The expression of biomarkers was verified using quantitative real-time polymerase chain reaction (qRT-PCR). We collected blood samples from 5 uremic patients and 5 healthy subjects for validation at the Guangxi International Zhuang Medical Hospital in February 2023. The 5 uremic patients met the following four conditions: (1) Age 18–90 years old, male or female; (2) Meet the diagnostic criteria for chronic kidney disease, with creatinine clearance <10mL/min; (3) Have been on haemodialysis for more than 3 months and are dialysed 3 times a week for 4 hours each time; (4) No serious cognitive impairment, voluntarily participate in this study, and sign the informed consent form and pass the medical ethical review. This study was approved by the ethical committee of Guangxi International Zhuang Medical Hospital (2023–007-01) and also complies with the Declaration of Helsinki. Informed consent was obtained from all subjects. The blood samples were processed to isolate peripheral blood mononuclear cells (PBMCs) using Ficoll solution. Total RNA was isolated from PBMCs using the TRIzol method. The isolated RNA was reverse-transcribed into complementary DNA (cDNA) using SureScript-First-strand-cDNA-synthesis-kit (Servicebio, China). qRT-PCR analysis was performed with Universal Blue SYBR Green qPCR Master Mix. The PCR conditions were as follows: 95 °C for 60s (initial denaturation), followed by 40 cycles of 95 °C for 20s (denaturation) and 55 °C for 20s (annealing). GAPDH was used as the housekeeping gene. The primer sequences are shown in Table 1. The relative expression levels of target genes were quantified using the 2−ΔΔCT method. The expression levels of target genes were normalized to those of GAPDH.

Table 1 The Primer Sequences of Biomarkers

Statistical Analysis

All statistical analyses were performed using the R programming language. Differences were considered significant at p < 0.05 unless specified otherwise.

Results

Identification of DEIRGs Between Uremia and Control Samples

In the training set, 3464 DEGs (2059 downregulated genes and 1405 upregulated genes) were identified between the uremia and control groups (Figure 1A and B). All samples in the training set exhibited good clustering with no outliers (Figure 2A). The soft threshold power of 17 was selected to calculate adjacencies (Figure 2B). The brown module, which was the most relevant model to uremia, was selected as the key module and comprised 5354 key module genes (Figure 2C and D). The intersection of 3464 DEGs with 1793 IRGs and 5354 key module genes revealed 124 DEIRGs (Figure 2E).

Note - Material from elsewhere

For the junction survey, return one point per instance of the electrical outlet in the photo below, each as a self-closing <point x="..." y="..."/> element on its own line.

Figure 1 Identification of differentially expressed genes (DEGs). (A) Heatmap of DEGs between the uremia and control groups. Red and blue indicate upregulation and downregulation, respectively. (B) Volcano map of DEGs between the uremia and control groups.

Figure 2 Weighted gene co-expression network analysis (WGCNA). (A) Sample cluster dendrogram of 20 control samples and 63 uremia samples based on their expression profile. (B) Analysis of mean connectivity of each β value from 1 to 20. β = 17 was chosen for subsequent analyses as it has the biggest mean connectivity when the scale-free fit index is up to 0.85. (C) Heatmap of the module-trait correlation. The brown module exhibited the highest correlation with uremia. (D) Scatter plot of correlation between genes and traits in the MEbrown module. (E) Venn diagram representation of the intersection of differentially expressed genes (DEGs), immune-related genes from the ImmPort database, and the brown module. In total, 124 core DEGs were identified.

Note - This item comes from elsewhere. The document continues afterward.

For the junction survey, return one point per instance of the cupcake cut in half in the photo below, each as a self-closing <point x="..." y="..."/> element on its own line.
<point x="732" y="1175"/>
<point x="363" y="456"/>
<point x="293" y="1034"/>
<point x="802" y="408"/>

DEIRGs Were Enriched in Immune Response Regulation

Gene Ontology (GO) analysis revealed that DEIRGs were enriched in T cell proliferation, leukocyte proliferation, leukocyte-mediated immunity, receptor-ligand activity, and regulation of cell development (Figure 3A). Kyoto Encyclopedia of Genes and Genomes (KEGG) analysis revealed that DEIRGs were enriched in neuroactive ligand-receptor interaction, T cell receptor (TCR) signaling pathway, neutrophil extracellular trap formation, and PI3K-Akt signaling pathway (Figure 3B).

Figure 3 Gene Ontology (GO) and Kyoto Encyclopedia of Genes and Genomes (KEGG) enrichment analyses. (A) GO functional enrichment analysis of the differentially expressed immune-related genes (DEIRGs) with the top 10 biological process (BP) and molecular function (MF) terms and the top nine cellular component (CC) terms. The horizontal coordinate shows the ratio of the enriched gene count to the total number of genes input, while the vertical coordinate shows the GO terms. (B) The top 20 significantly enriched KEGG pathways of the DEIRGs.

PPI Network for DEIRGs

The PPI network of DEIRGs comprised 99 sections and 285 edges. PDCD1 interacted with ZAP70, while NGF interacted with PDGFRB (Figure 4A). The top 20 genes identified using the MCC, degree, and stress algorithms were intersected to obtain 9 candidate genes (Figure 4B).

Figure 4 Protein-protein interaction (PPI) network. (A) PPI network of the 99 differentially expressed immune-related genes (DEIRGs). (B) Venn diagram showing the intersection of the candidate key genes obtained using the degree, maximal clique centrality (MCC), and stress algorithms.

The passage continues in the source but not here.